GutenMark
Usage Page
Attractively formatting Project
Gutenberg texts
Contents
GutenMark Tutorial
Manual Tweaking
Features
Wish List
Software Developers
GutenMark Tutorial
GutenMark is a command-line utility, so you have to use it from the Win32
"MS-DOS Prompt" or from the Linux/UNIX/BSD/MacOS-X command shell:
GutenMark [options] [inputfile [outputfile]]
For example,
GutenMark tomco10.txt tomco10.html
Other possibilities are to use the program in "filter" style:
GutenMark tomco10.txt > tomco10.html
or
GutenMark < tomco10.txt > tomco10.html
GutenMark is intended to be fully automatic, but there are a few
command-line options
|
Option
|
Description
|
|
--debug
|
Creates a log file, GutenMark.log, from which certain internal operations
of GutenMark can be examined. It also causes the files GutenMark.native
and GutenMark.foreign to be created; these are wordlists containing only
the words that actually appear in the source file. These supplementary
output files are useful only for developers. |
|
--help
|
Displays a list of the available options. |
|
--latex
|
As an alternative to creating HTML output, there is an experimental
patch (thanks to Joe Cherry!) for creating LaTeX output instead.
This is still quite buggy, but may produce some interesting results. |
|
--no-diacritical
|
By default, GutenMark restores diacritical marks in words for
which there is no native equivalent without diacritical marks. For
example, suppose the word "Fraulein" appears in an English-language etext.
This is not an English word. In fact, it is not a word in any language.

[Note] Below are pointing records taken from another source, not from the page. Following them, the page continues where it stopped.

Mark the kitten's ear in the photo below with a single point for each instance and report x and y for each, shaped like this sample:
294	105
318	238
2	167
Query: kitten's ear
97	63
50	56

The correct (German) word is "Fräulein". This is a systematic
problem that appears through almost all PG etexts. GutenMark will
notice this kind of thing, and try to restore the word to its proper form.
(This is a separate issue from italicizing the word as foreign -- see below.)
You can turn this feature off with the '--no-diacritical' command-line
switch. |
|
--no-foreign
|
By default, GutenMark attempts to italicize foreign words --
i.e., words not in the native language of the etext. The '--no-foreign'
command-line switch turns this feature off. |
|
--no-justify
|
Outputs paragraphs in ragged-right format. The default format
is right justified. This option is useful if the htmldoc utility
is used to convert HTML to Postscript because htmldoc is (or has
been) buggy in regard to right justification. Or, I guess, if you
just prefer ragged-right text. |
|
--no-mdash
|
By default, GutenMark replaces constructs like "--" with an
mdash
character. This looks better when printed, but most browsers do a
very poor job of rendering mdashes, so that HTML looks better with the
original dashes in place. The "--no-mdash" command-line option turns
off the mdash conversion. |
|
--profile=name
|
GutenMark uses wordlists and
namelists
to help it perform various tasks (such as identifying which words are in
the native language of the etext and which are foreign). A configuration
file, GutenMark.cfg, lists the wordlists and defines their search ordering
and
native/foreign status. The configuration file can contain multiple
named profiles, perhaps representing different native languages.
The default profile is named 'english', but alternate profiles can be selected
using the '--profile' command-line option. If the specified profile
is not found in the configuration file, GutenMark uses all wordlists
and namelists it can find, in the following order: namelist for name
language, all other namelists, wordlist for name language, all other
wordlists. Note that using all wordlists and namelists can
be quite time consuming, so defining a custom profile is generally a better
idea. The configuration file, as distributed, contains profiles "english"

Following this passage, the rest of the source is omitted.